Spoilers for Doctor Strange below.
A few days ago, superhero geeks received an October Surprise: The latest Marvel product, Doctor Strange, would feature two villains for the price of one! We’d long known that sensual Dane Mads Mikkelsen would be playing a rogue mage named Kaecilius, but director Scott Derrickson let slip that we could also look forward to an appearance from a cosmic gent named Dormammu, played, in a feat of dual casting, by Benedict Cumberbatch. But who is Dormammu? What do we know? Do we know things? Let’s find out!
What’s his basic deal?
He’s a millennia-old, megalomaniacal, magic-adept tyrant from a realm called the Dark Dimension. He regularly tries to take over our own plane of existence and/or defeat Earth’s heroes. His head is constantly on fire, for some reason.
What can he do?
Miscellaneous magic stuff. There aren’t a whole lot of narrative restrictions — like a lot of comic-book villains he can kinda do whatever a writer or artist needs him to do for a given story. I mean, sheesh, look at the Marvel Wikia section on his powers and abilities! Energy blasts, super-healing, super-strength, teleportation, time travel, astral projection, etc. Honestly, that kind of nigh-unlimited power set makes him somewhat dull. After all, it means it’s improbable that he’d ever get defeated in a fight. (To be fair, that’s a pretty common metatextual problem among supervillains.) His head is usually depicted as being flame-engulfed, but a source told me that the character’s creator, Steve Ditko, actually intended his visuals to suggest that Dormammu’s head was covered in gas.
What does he want?
Whatever a given story requires. As is true of most otherworldly types, he’s often depicted as attempting to conquer humanity, but he’s just generically evil, so you can toss him into most any sinister plot you want, just as long as it’s mostly magic-related. So, no efforts to become president of the United States. Dormammu lacks the kind of fascinatingly specific goal of, say, Thanos, who wants to woo the Marvel universe’s anthropomorphic manifestation of Death by killing people off. Hey, speaking of which …

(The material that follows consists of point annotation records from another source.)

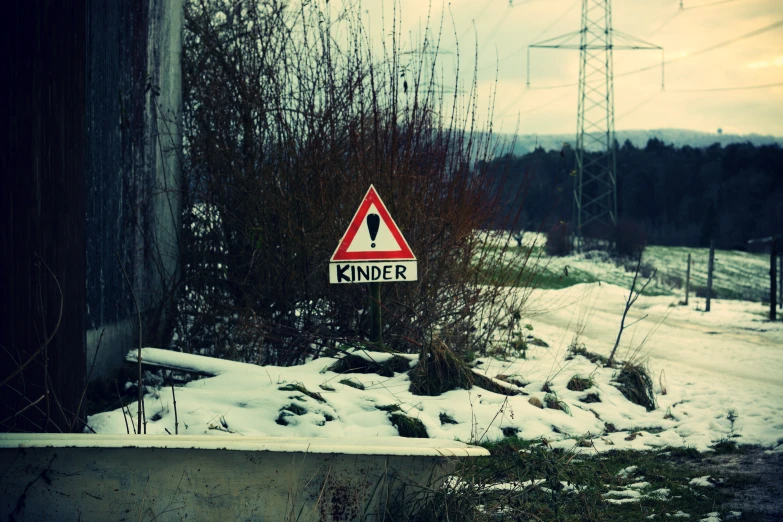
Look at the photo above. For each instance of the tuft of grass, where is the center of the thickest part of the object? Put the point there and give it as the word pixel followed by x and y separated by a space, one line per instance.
pixel 553 402
pixel 350 363
pixel 409 426
pixel 509 431
pixel 725 444
pixel 291 410
pixel 590 398
pixel 635 384
pixel 295 409
pixel 388 408
pixel 440 370
pixel 299 387
pixel 535 341
pixel 514 379
pixel 353 383
pixel 579 383
pixel 445 418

Is he related to Thanos? In the movie, he looks a lot like Thanos.
No, but viewers of Doctor Strange could be forgiven for thinking that’s the case! When we finally meet the movie’s Final Boss, he’s got a big ol’ purple face with creepy eyes, and he hangs out in an outer-space-ish crib where pastel objects float around him. Y’know, like Thanos, the Marvel Cinematic Universe’s current mega–Big Bad. However, the two villains are unrelated: Any similarities between the two are just a coincidence (or visual laziness, but who are we to judge?).
Is he a big deal in the Doctor Strange mythos?
Absolutely! Dormammu was the third major Doctor Strange villain to be introduced, way back in the 1960s (the first two being Nightmare and Baron Mordo). He’s stuck around ever since.
What were his real-life origins?
In 1963, writer-artist Steve Ditko had the idea for Doctor Strange and, in partnership with writer-editor Stan Lee, crafted the good doctor’s initial batch of stories. Dormammu was introduced in an early chapter, during which Strange finds himself in the Dark Dimension and learns of Dormammu’s dictatorial ways. Ditko eventually took over the plotting of Strange’s stories and opted to have Dormammu be his arc’s most powerful villain. Ditko left Marvel in a huff in 1966, putting the character in the hands of other masters.
How is his movie incarnation different from his comics one?
The main difference is one of omission: The movie doesn’t get into Dormammu’s tyrannical rule of the Dark Dimension, which was one of his early defining traits in the comics. However, it’s entirely possible that that’s still what he does when he’s not trying to take over Earth, the same way that Steve Rogers apparently spends his time offscreen trying Thai food. We shall see. Movie Dormammu’s gassy head is also much bigger than usual.
What do the comics tell us about how he might be portrayed in future movies?
In that very first Ditko-Lee run, Dormammu executed his endgame by enlisting Strange’s colleague turned foe Mordo. Given that Mordo is present in Doctor Strange (he’s played by Chiwetel Ejiofor), it’s not unreasonable to suspect that he might link up with the Dread Dormammu in a future chapter of Strange’s cinematic saga.
What was Dormammu’s dumbest comics moment?
In 2008–09, Marvel published an infamously bad mini-series crossover called Ultimatum, set in an alternate version of the Marvel universe. In Ultimatum, a bunch of supervillains teamed up and murdered many of the world’s heroes in unnecessarily gruesome ways. One such offing came when Dormammu squeezed Doctor Strange so hard that his head popped like a grape. No, seriously:
Does he have the sassiest poses of any Marvel villain?
At least in his Ditko incarnation, absolutely. I mean, come on, look at the page below — is he gonna fight Doctor Strange, or challenge him to a voguing competition?